Researchers have selected specific strains to make beer, wine, spirits and industrial ethanol (including ethanol-based fuel). The different strains of yeast for alcohol thus have their specific features to adapt to certain substrates (fruit, grapes, grain, beet, malt), enhance particular flavours in the finished product, adapt to certain temperatures, resist high or low temperatures, etc.
The first beers appeared “by miracle” in Ancient Times. Discover the indispensable role of brewer’s yeast in the production of this beverage.
According to historians, the first beers were accidentally brewed in Mesopotamia and Egypt and their fermentation was spontaneous. Air-borne wild yeasts fermented the must left in the sun and beer was born.
For a long time, wild yeasts present in the air spontaneously fermented brewing vats, hence yeast’s nickname of “gift of god”. Each region would brew its own type of beer as yeast in the air varies, depending on its location! The first scientific research on brewer’s yeast was conducted by Pasteur in 1876 (“Les études sur la Bière”) and allowed the selection and storage of the most appropriate brewing strains as well as the development of beer pasteurisation.

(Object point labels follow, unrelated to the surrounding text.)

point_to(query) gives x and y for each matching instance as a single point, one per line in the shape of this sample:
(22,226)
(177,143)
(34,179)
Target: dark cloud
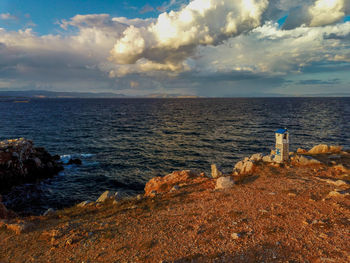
(318,82)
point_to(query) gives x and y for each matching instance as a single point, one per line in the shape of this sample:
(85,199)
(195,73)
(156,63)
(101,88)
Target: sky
(210,48)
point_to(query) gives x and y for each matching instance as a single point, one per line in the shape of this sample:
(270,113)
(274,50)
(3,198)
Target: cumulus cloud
(225,42)
(7,16)
(272,51)
(169,41)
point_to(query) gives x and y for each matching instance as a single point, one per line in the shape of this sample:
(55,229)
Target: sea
(125,142)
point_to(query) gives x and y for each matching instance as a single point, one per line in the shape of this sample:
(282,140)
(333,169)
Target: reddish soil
(277,214)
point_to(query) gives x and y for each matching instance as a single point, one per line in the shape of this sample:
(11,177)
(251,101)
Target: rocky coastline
(296,211)
(21,161)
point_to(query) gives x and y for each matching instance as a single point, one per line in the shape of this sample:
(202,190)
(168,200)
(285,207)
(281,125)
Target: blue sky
(199,47)
(45,13)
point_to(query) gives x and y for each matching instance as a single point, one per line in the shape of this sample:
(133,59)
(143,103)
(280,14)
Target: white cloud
(7,16)
(325,12)
(205,41)
(272,51)
(168,42)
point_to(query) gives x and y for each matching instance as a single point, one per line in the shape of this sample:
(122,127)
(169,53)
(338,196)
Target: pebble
(235,235)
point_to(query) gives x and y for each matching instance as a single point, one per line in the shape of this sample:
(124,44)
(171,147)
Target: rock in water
(105,196)
(164,184)
(224,182)
(75,161)
(215,173)
(257,157)
(247,167)
(20,162)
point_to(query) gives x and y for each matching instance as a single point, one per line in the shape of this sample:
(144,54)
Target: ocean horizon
(124,142)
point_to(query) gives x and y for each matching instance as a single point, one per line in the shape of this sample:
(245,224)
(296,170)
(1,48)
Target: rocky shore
(263,211)
(20,162)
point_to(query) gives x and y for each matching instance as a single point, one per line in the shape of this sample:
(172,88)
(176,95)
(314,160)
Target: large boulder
(257,157)
(323,148)
(224,182)
(105,196)
(20,161)
(165,184)
(304,160)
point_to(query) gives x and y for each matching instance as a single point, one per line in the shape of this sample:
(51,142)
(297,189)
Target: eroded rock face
(20,161)
(166,183)
(323,148)
(304,160)
(224,182)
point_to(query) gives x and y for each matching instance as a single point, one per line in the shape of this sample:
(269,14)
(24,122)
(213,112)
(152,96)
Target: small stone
(224,182)
(174,188)
(247,167)
(235,235)
(256,157)
(20,228)
(49,212)
(84,203)
(334,193)
(267,159)
(105,196)
(263,211)
(215,172)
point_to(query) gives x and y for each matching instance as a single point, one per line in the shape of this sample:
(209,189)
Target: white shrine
(282,145)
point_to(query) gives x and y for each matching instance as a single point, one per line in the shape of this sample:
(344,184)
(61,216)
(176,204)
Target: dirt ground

Nowadays, some beers are still spontaneously fermented (lambics, Gueuze) but most are fermented with high or low fermentation yeasts. They are distinguished by the temperature at which they ferment and therefore the types of beer that can be produced.
High fermentation yeasts are aimed at Ales which ferment between 15°C and 25°C. Low fermentation yeasts are used in lagers or Pils which are brewed at low temperature (7°C to 15°C) and are often kept to mature.
In brewing, yeast plays a major aromatic role and is often brewers’ secret ingredient. Depending on the temperatures used in fermentation, the same strain can produce different flavours.